So far this fall, the Furman mock trial team has participated in tournaments in Atlanta, Washington, D.C., Greensboro, and Philadelphia.
And later this month, the team will travel to California and Duke University. The extensive travel and countless hours of participation pay off for Furman Mock Trial, an extraordinarily popular program.
With 18 straight bids to the American Mock Trial Association’s National Championship Tournament, Furman Mock Trial has become a force in national circles. In 15 of those appearances, the team has finished the season in the top 10 of its division. Despite not winning the title, Furman posted the best overall record at nationals during the 2000-2009 decade; and on more than one occasion two Furman teams have landed in the top 10.
In the driver’s seat from the beginning, mock trial director Dr. Glen Halva-Neubauer recalls early moments in the program’s history. Former Political Science Chair and now Riley Institute Executive Director Don Gordon, and Greenville County Solicitor-turned-Circuit Court Judge Joe Watson were instrumental in nudging the program forward during the embryonic years, along with strong support from Dean John H. Crabtree, Jr.
“We started this in 1995—I had no idea what I was doing,” says Dr. Halva-Neubauer. But it didn’t take long for the bug to incubate. “And once you get the mock trial bug, it’s hard to shake,” he says.
Mere rookies, Halva-Neubauer’s mockers somehow snagged a pretty successful season from the get go. “The first watershed moment for us was 1996 in St.

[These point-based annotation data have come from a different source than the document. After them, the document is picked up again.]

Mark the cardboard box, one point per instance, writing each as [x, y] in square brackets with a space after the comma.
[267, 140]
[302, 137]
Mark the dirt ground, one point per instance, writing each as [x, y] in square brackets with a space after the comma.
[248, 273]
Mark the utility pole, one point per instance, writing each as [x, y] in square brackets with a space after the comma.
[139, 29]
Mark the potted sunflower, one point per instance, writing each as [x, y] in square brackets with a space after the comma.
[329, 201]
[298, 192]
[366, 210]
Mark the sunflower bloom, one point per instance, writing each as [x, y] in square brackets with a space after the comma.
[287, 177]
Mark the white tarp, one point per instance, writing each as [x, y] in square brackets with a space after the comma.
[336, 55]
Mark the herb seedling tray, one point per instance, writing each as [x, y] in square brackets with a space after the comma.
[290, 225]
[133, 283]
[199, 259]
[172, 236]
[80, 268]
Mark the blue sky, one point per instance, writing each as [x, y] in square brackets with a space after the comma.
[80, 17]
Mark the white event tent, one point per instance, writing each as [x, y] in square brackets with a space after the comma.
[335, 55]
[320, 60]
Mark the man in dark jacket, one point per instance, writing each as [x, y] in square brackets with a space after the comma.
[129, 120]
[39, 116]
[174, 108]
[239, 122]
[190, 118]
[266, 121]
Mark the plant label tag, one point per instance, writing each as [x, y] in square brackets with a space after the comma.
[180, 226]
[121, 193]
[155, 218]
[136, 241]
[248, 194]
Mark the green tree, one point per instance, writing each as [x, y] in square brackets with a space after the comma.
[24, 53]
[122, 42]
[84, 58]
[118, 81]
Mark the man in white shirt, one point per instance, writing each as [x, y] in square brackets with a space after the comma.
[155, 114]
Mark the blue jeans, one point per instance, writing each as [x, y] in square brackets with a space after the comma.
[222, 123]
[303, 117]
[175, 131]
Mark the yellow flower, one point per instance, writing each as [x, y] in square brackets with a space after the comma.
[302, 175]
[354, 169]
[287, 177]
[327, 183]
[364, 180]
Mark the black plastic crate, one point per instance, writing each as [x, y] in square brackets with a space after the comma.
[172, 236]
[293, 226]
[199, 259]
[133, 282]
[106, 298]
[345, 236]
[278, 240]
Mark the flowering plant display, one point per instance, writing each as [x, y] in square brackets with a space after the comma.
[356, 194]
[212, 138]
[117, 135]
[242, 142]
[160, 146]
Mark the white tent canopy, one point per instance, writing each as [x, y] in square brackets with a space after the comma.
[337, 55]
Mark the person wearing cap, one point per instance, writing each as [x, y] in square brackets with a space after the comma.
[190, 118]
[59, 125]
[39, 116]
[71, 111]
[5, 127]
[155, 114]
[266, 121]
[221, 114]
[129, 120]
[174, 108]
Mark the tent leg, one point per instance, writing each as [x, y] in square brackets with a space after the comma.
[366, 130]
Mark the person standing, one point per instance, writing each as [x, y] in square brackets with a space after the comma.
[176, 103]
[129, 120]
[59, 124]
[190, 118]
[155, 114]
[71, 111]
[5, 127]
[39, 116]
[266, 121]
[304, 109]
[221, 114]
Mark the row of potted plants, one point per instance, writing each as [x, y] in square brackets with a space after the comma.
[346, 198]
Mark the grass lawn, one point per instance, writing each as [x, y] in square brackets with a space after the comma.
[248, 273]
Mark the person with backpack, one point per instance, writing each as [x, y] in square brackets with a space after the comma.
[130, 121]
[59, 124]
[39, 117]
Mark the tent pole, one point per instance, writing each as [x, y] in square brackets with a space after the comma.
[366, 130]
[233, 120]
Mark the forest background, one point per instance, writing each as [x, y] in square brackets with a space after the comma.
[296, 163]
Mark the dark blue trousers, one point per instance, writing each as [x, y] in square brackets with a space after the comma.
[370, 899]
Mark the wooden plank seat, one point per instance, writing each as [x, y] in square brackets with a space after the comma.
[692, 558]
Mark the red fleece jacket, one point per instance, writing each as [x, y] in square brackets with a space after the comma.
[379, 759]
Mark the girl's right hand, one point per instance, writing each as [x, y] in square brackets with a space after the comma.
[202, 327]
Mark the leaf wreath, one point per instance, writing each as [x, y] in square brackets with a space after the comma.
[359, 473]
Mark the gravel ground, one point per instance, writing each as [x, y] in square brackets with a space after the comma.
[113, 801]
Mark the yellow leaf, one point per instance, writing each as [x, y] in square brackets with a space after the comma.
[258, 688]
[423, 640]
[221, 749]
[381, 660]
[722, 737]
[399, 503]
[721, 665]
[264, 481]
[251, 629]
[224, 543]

Paul (Minn.). We’re there, we’re upstarts, and we end up in contention for the championship until the last round.” The professor keeps a handful of trophies in his small office. He proudly reaches for the trophy that marks the team’s seventh place finish that inaugural year.
Currently ranked 11th in the country, Furman continues to build its reputation at elite invitational tournaments while earning high marks for hosting the Ney National, a regional ATMA tournament.
The season begins with the announcement of the criminal or civil case file in August. Then, after weeks of preparation, schools participate in invitational tournaments in the fall and early spring to ready themselves for 25 regional AMTA-sanctioned tournaments that take place in February.
In 2014, AMTA included more than 550 mock trial teams from approximately 350 universities and colleges spanning the country. The top teams from each regional tournament advance and compete in the super regionals or Opening Round Championship Series (ORCS) held in March. One hundred and ninety two teams battle it out in the ORCS round, then the top six teams from each ORCS tournament advance to AMTA’s National Championship Tournament in April. Only 48 teams advance and compete in the National Championship Tournament. These 48 teams are divided into two divisions of 24 teams each. The first-place teams from each face off in AMTA’s National Championship Final Round.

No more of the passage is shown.